Diaphragmatic rupture is relatively infrequent compared to other causes of dyspnoea. There is less mortality if surgery is performed later rather than as an emergency as this allows stabilisation of other abnormalities. Indications for emergency surgery include displacement of the stomach into the thorax, intestinal volvulus or suspicion of intestinal rupture. Physical examination findings are often seen with diaphragmatic rupture include: dull lung sounds, gut sounds in the thorax, an “empty” abdomen on palpation and paradoxical abdominal movement with respiration. Suspicion of these should prompt thoracic radiographs at some point during diagnostic evaluation, although these can wait in the majority of patients.

Other injuries that may be seen rarely, although they seem to particularly affect cats, include subcutaneous emphysema and pneumomediastinum, occasionally in conjunction with a small pneumothorax. The pathogenesis of this often remains unknown although a small lung laceration or tracheal injury is often suggested. Many of these cats again will respond to conservative management.

Rib fractures are common, but rarely significant. In some patients with no other identified causes of dyspnoea these can contribute to inspiratory dyspnoea related to pain. Local anaesthesia can be used to provide analgesia at the fracture site.

Neurological

Neurological assessment should only really be interpreted in patients that are cardiovascularly stable. Some patients also respond poorly to pain testing in the first few hours after trauma. Any abnormalities found on initial examination should be corroborated later.

Patients with suspected brain injury have inappropriate levels of mentation and often have concurrent head injury. The presence of head injuries does imply there is brain injury.

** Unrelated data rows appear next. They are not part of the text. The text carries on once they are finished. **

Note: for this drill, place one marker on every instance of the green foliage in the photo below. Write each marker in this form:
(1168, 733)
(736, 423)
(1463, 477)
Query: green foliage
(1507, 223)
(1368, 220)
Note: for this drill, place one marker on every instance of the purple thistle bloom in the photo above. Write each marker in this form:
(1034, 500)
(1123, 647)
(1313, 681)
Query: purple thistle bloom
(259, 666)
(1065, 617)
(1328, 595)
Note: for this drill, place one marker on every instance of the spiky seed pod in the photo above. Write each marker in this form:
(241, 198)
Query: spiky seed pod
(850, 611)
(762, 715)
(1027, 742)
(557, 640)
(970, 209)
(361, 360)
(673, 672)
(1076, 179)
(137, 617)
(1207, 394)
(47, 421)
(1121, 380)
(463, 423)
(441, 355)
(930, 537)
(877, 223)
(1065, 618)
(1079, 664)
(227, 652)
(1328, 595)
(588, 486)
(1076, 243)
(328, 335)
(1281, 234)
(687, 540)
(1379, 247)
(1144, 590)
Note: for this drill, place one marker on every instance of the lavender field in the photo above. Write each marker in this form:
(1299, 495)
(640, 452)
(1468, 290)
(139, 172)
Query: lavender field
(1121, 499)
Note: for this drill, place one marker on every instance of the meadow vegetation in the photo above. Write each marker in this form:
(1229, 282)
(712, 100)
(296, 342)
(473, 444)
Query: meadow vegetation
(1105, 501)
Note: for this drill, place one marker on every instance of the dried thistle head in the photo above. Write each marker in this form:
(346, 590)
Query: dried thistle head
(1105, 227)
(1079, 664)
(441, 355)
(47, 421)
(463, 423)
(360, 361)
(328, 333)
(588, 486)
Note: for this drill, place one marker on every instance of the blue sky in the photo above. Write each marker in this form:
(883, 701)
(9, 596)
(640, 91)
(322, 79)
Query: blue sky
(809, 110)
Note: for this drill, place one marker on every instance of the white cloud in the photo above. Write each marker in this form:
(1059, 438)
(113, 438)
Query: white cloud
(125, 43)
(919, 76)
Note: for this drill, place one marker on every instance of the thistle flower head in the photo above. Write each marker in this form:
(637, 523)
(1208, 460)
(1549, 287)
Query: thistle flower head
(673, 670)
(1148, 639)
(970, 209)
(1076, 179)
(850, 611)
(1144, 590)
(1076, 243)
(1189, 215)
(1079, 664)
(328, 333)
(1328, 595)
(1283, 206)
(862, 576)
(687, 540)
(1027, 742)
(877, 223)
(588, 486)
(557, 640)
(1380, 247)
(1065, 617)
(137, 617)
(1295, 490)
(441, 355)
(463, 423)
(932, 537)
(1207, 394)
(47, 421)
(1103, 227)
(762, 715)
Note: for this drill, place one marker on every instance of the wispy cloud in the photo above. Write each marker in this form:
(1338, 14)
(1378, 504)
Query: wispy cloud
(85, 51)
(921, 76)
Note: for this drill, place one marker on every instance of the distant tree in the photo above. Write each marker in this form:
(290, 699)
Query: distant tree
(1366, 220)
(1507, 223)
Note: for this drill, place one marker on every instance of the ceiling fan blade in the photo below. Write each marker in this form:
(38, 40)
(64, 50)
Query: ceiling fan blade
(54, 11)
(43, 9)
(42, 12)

Where brain injury is suspected, cranial nerve testing should be carried out to evaluate for increased intracranial pressure. Herniation or imminent herniation is associated with deterioration in CNIII function. This is usually seen as unilateral changes in pupillary size. Unresponsive pupils that are mid-size occur with brainstem signs that progress into the medulla and are usually a grave sign. There may also be associated Cushing’s response. This response occurs secondary to increased intracranial pressure (ICP) and results in systemic hypertension and associated secondary bradycardia. The systemic hypertension is an effort to maintain cerebral perfusion pressure (CPP=MAP-ICP).

The primary aim in patients with brain injury is to restore and maintain tissue perfusion and oxygen therapy. Oxygen should be administered and efforts to restore circulating volume initiated.

There is some data to suggest that hypertonic saline (2–4 ml/kg) causes smaller increases in ICP than other fluids and may therefore be the most appropriate first choice. Steroids are not indicated and are associated with significant haemorrhagic gastrointestinal side effects if given at appropriate doses. Mannitol may be considered in patients that are cardiovascularly stable (0.25–1 g/kg over 20 minutes) where there is evidence of increased intracranial pressure, but should not be used when there is concurrent hypovolaemia or pulmonary contusions.

Patients that are deteriorating despite appropriate medical therapy should prompt consideration of surgical intervention. This is a specialist procedure and referral should be sought sooner rather than later.